A realistic Serbia scenario is therefore not a single 800 MW hyperscale cluster tomorrow, but a cumulative digital-load increase that could still reach the low terawatt-hour range by 2030 if the Niš data-centre project progresses, sovereign compute infrastructure expands, telecom and cloud demand rises and international operators begin to test the market. In pricing terms, that matters because Serbia’s current market is still shaped heavily by thermal baseload, hydrology, cross-border spreads and growing solar exposure. New all-hours load would support higher baseload demand, reduce some midday softness in well-connected nodes and strengthen the commercial case for storage and industrial-style PPAs.
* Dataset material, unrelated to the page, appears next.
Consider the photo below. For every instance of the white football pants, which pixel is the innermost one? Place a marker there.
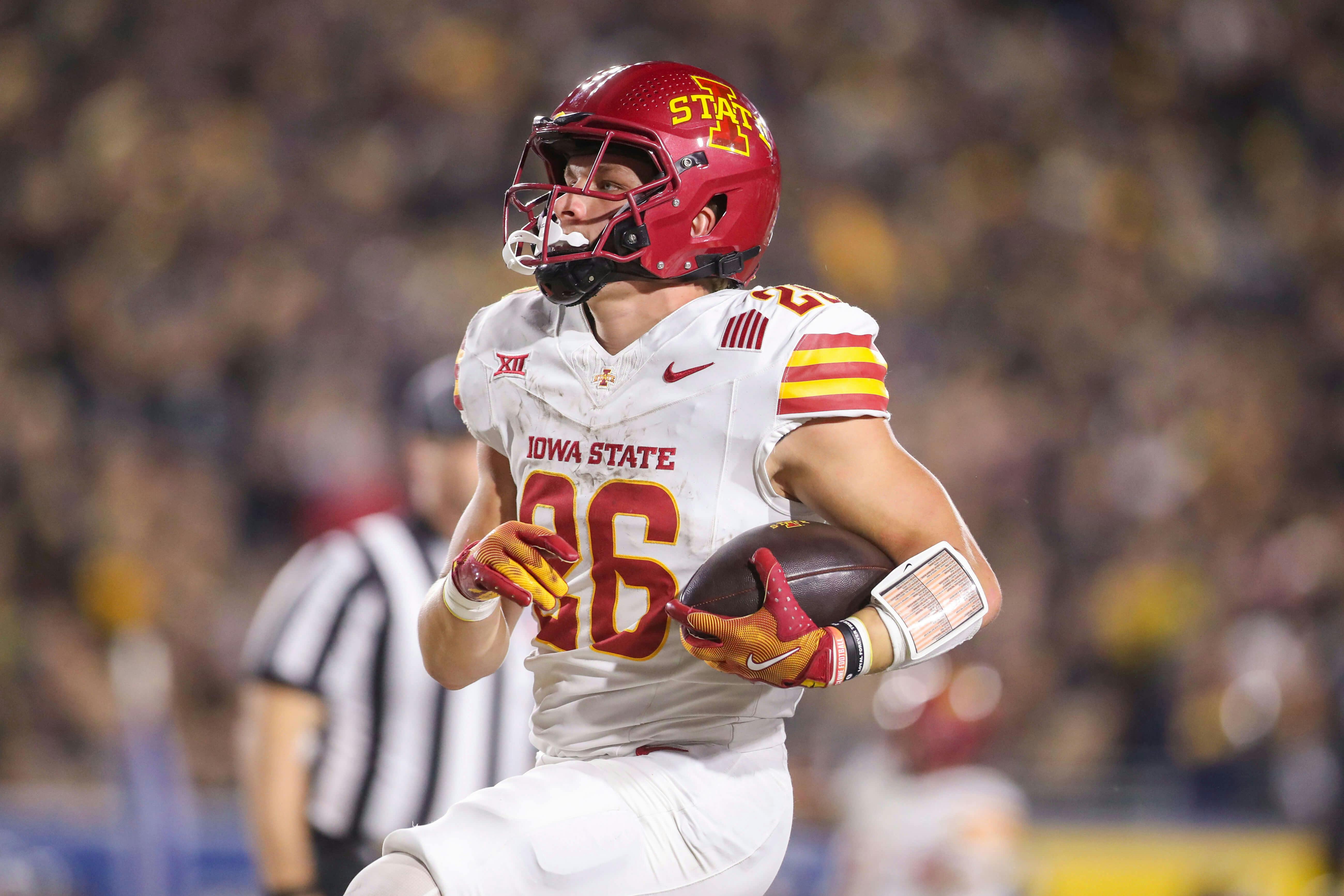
(701, 823)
Romania is where this becomes investable at scale first. An 800 MW data-centre build-out is large enough to drive dedicated power strategies. Nearby renewable developers will no longer be competing only in a wholesale market shaped by HUPX and OPCOM spreads. They will be competing to become part of a structured supply stack for digital infrastructure. That can include virtual PPAs, physical sleeved contracts, co-located solar and BESS, and even long-term balancing arrangements. Investors who understand this early will see that the value is not only in selling electricity, but in selling reliability, firmness and carbon-adjusted supply to a load that increasingly cannot tolerate price spikes or delivery uncertainty.
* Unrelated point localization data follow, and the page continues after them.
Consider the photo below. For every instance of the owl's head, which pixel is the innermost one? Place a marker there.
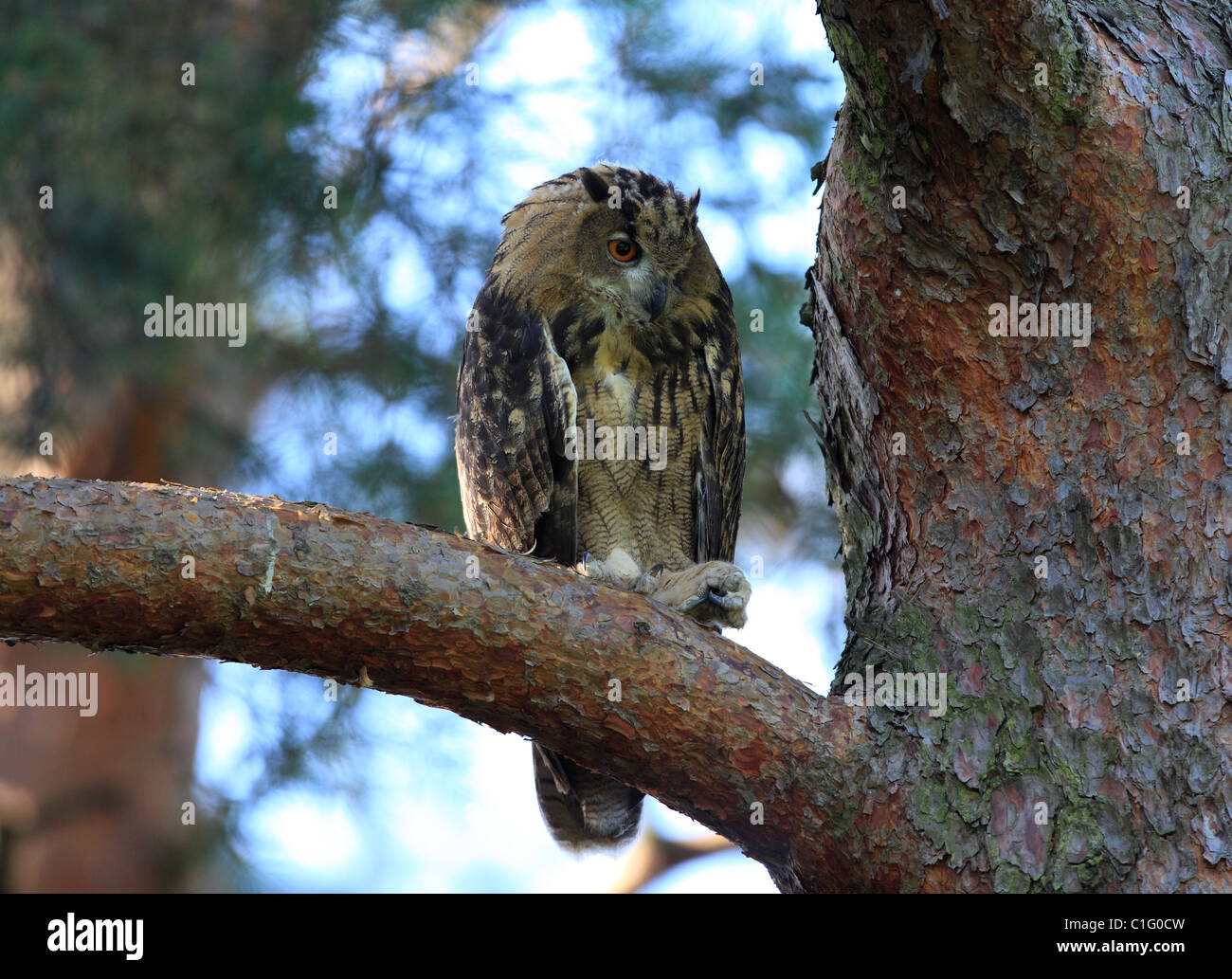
(608, 241)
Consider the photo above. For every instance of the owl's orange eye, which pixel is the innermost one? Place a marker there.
(623, 251)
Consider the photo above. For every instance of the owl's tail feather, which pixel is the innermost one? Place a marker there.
(584, 809)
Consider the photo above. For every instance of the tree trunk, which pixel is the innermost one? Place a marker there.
(1045, 522)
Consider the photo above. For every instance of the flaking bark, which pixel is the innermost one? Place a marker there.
(512, 642)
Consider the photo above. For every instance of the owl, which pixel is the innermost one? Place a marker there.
(602, 422)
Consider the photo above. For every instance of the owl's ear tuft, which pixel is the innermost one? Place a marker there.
(595, 185)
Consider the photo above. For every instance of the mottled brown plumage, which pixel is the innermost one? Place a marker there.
(602, 420)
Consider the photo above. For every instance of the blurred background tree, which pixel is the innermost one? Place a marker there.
(427, 120)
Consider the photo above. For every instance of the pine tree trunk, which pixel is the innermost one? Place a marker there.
(1042, 521)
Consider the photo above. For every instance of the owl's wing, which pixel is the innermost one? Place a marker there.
(719, 474)
(516, 402)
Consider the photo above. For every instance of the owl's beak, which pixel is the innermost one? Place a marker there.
(658, 299)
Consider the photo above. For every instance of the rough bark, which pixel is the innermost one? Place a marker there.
(516, 643)
(1096, 685)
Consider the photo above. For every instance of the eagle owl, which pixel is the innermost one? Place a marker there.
(602, 422)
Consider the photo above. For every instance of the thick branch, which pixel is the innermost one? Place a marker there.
(508, 641)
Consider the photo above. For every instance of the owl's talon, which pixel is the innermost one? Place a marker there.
(715, 593)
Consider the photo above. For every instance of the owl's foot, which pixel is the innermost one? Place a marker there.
(715, 593)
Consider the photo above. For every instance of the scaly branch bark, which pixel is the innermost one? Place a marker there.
(516, 643)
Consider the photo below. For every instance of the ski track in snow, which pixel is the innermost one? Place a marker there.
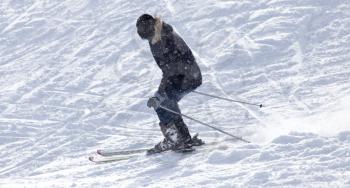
(75, 77)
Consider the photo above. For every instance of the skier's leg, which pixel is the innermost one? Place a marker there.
(168, 118)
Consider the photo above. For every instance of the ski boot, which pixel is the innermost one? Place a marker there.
(172, 141)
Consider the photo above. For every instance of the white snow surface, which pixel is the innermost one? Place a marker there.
(75, 77)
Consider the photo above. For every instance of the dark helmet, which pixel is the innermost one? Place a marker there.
(145, 26)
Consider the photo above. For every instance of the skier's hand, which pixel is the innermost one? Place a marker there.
(153, 102)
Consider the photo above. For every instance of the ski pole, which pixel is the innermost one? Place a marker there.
(186, 116)
(231, 100)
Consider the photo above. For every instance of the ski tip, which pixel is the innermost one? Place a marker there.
(91, 158)
(99, 151)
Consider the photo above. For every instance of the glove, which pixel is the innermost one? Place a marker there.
(153, 102)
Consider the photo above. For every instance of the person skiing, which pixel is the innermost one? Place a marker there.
(181, 75)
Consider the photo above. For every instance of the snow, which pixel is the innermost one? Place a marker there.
(75, 77)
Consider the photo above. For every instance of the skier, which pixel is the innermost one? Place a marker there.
(181, 75)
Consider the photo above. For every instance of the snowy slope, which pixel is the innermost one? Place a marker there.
(75, 77)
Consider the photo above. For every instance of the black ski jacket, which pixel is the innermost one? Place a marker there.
(180, 69)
Platforms such as Electricity.Trade become strategically relevant in that environment because the monetisation problem changes. The old question was where to build generation into a fragmented and volatile regional grid. The new question is where generation, storage and transmission access intersect with a new class of round-the-clock buyer. That requires granular visibility into node-level prices, congestion patterns, balancing spreads and route-to-market structures. It also requires understanding that the best renewable project in the next South-East European cycle may not be the one in the highest irradiation zone, but the one with the best line of sight to a firm digital-load cluster.
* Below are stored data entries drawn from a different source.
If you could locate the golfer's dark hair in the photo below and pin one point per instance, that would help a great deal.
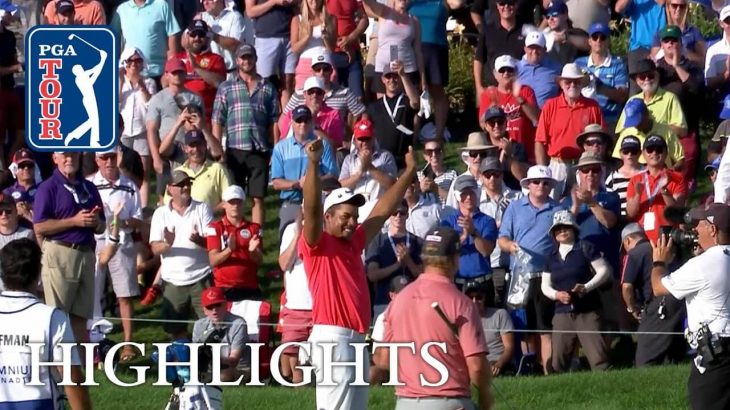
(20, 263)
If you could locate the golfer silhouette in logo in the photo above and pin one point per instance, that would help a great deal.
(85, 80)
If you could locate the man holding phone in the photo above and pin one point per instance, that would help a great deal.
(67, 212)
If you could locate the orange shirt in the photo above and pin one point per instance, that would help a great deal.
(410, 318)
(238, 271)
(651, 203)
(86, 12)
(337, 281)
(560, 124)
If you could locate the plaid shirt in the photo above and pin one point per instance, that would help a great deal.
(247, 117)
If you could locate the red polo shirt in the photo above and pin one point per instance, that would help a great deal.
(560, 124)
(210, 61)
(238, 271)
(336, 275)
(656, 206)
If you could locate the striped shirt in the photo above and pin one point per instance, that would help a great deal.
(339, 98)
(247, 117)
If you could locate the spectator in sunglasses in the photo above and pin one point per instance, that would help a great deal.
(609, 77)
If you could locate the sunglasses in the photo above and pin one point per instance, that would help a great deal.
(591, 170)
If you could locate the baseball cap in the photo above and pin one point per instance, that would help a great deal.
(670, 31)
(363, 129)
(630, 141)
(64, 6)
(175, 64)
(717, 214)
(212, 296)
(633, 112)
(23, 155)
(655, 141)
(598, 28)
(323, 57)
(441, 241)
(194, 137)
(313, 82)
(535, 38)
(556, 6)
(301, 112)
(343, 195)
(504, 61)
(245, 50)
(233, 192)
(179, 177)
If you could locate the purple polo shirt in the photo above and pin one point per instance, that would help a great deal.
(58, 198)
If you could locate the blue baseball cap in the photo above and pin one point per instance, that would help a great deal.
(633, 112)
(556, 6)
(599, 28)
(725, 113)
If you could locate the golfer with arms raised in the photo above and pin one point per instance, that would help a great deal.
(331, 252)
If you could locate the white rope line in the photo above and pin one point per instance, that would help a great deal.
(268, 324)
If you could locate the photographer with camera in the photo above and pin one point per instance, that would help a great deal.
(704, 282)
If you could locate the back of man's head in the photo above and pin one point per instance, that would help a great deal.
(20, 264)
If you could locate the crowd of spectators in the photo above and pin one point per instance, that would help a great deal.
(577, 155)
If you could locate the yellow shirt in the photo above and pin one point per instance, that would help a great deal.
(664, 108)
(674, 147)
(209, 183)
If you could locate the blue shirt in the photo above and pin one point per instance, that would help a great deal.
(647, 18)
(471, 263)
(147, 28)
(576, 268)
(541, 78)
(612, 73)
(529, 226)
(603, 239)
(289, 161)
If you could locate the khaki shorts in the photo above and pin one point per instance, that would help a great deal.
(68, 279)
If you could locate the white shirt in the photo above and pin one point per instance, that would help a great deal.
(296, 285)
(185, 263)
(123, 190)
(704, 282)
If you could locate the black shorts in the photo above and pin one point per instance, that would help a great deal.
(250, 170)
(436, 64)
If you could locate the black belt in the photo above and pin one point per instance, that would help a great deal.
(74, 246)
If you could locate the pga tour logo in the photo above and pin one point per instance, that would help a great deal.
(71, 88)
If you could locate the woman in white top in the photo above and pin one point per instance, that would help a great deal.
(313, 31)
(399, 38)
(135, 92)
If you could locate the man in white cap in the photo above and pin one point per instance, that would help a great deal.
(562, 118)
(523, 234)
(235, 249)
(331, 244)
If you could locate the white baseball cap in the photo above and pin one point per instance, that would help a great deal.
(535, 38)
(314, 82)
(504, 61)
(343, 196)
(233, 192)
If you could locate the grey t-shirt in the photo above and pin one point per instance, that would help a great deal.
(496, 322)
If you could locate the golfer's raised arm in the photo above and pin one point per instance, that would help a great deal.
(312, 190)
(388, 203)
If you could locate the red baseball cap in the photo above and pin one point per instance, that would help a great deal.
(212, 296)
(174, 64)
(363, 129)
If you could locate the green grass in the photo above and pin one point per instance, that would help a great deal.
(654, 388)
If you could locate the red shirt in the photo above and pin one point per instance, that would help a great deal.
(410, 318)
(207, 60)
(656, 206)
(560, 124)
(238, 271)
(519, 126)
(337, 282)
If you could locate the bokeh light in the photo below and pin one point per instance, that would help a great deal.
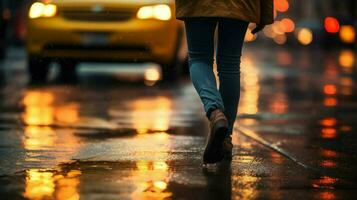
(332, 25)
(305, 36)
(347, 34)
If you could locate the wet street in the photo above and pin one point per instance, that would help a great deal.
(113, 135)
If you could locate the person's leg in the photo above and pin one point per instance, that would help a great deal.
(231, 35)
(200, 39)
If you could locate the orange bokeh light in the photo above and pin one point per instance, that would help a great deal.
(329, 102)
(328, 122)
(281, 5)
(328, 133)
(288, 25)
(330, 89)
(332, 25)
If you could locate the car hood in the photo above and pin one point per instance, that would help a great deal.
(110, 2)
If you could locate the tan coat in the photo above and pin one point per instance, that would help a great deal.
(256, 11)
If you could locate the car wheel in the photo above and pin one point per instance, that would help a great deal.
(38, 69)
(68, 70)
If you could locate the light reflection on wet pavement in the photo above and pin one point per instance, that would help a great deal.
(108, 138)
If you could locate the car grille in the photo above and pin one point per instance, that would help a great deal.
(103, 16)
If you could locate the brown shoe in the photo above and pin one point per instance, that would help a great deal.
(218, 130)
(227, 147)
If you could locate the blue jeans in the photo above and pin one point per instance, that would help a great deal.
(200, 37)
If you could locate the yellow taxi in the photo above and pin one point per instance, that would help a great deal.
(71, 31)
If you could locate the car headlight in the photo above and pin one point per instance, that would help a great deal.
(39, 9)
(160, 12)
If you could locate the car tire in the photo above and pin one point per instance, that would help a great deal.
(68, 70)
(38, 69)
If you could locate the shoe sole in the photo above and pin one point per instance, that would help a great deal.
(214, 149)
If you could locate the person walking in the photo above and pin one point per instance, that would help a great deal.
(231, 18)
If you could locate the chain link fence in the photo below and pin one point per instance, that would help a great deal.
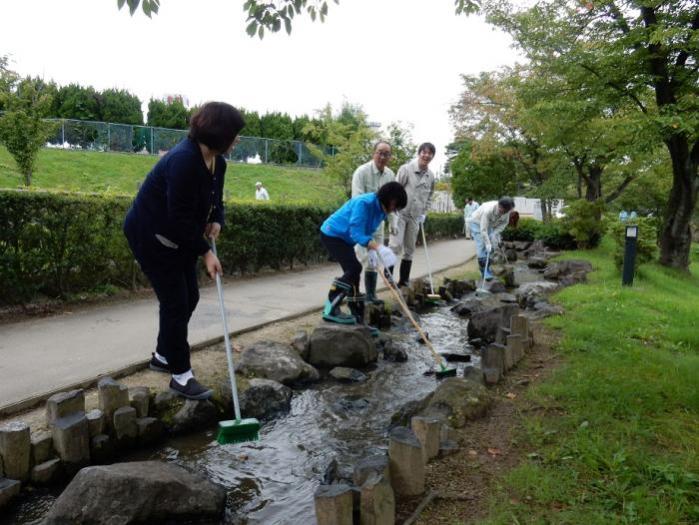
(105, 136)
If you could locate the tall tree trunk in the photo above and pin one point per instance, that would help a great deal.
(676, 238)
(593, 184)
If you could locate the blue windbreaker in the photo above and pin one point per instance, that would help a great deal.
(356, 221)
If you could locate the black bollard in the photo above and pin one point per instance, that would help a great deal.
(629, 255)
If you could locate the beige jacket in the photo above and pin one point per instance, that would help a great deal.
(419, 185)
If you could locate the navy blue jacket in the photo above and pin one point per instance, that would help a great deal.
(176, 201)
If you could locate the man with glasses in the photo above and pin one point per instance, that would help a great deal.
(418, 181)
(368, 178)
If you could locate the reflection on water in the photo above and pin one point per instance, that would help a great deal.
(273, 480)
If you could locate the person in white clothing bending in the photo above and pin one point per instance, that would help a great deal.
(486, 224)
(260, 192)
(368, 178)
(469, 208)
(418, 181)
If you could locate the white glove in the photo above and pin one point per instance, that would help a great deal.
(387, 256)
(373, 259)
(393, 227)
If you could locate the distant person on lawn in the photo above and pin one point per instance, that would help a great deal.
(178, 207)
(260, 192)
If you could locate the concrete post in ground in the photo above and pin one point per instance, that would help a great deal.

The broader market implication is that South-East Europe is starting to move from a surplus-and-export narrative toward a dual narrative of flexible supply and anchored demand. Renewables still set the direction. Gas still sets the margin in many hours. Storage still monetises volatility. But data centres and digital infrastructure introduce a new load layer that raises the long-term value of firm power, strengthens the economics of hybrid assets and makes certain transmission nodes much more valuable than they looked under a purely supply-led model.
That is why the next demand shock should now be treated as a first-order market variable. It will not eliminate congestion. It will not erase the need for BESS or cross-border arbitrage. It will, however, change the shape of the demand curve and the quality of offtake available to new projects. In a region where many sponsors are still underwriting assets primarily against wholesale market assumptions, that shift is large enough to create mispricing.
The emerging power map of South-East Europe is therefore no longer just north-versus-south, solar-versus-wind or merchant-versus-contracted. It is also compute-versus-constrained-grid, and the winners are likely to be those who understand that digital load is becoming one of the most important demand-side assets in the regional electricity system.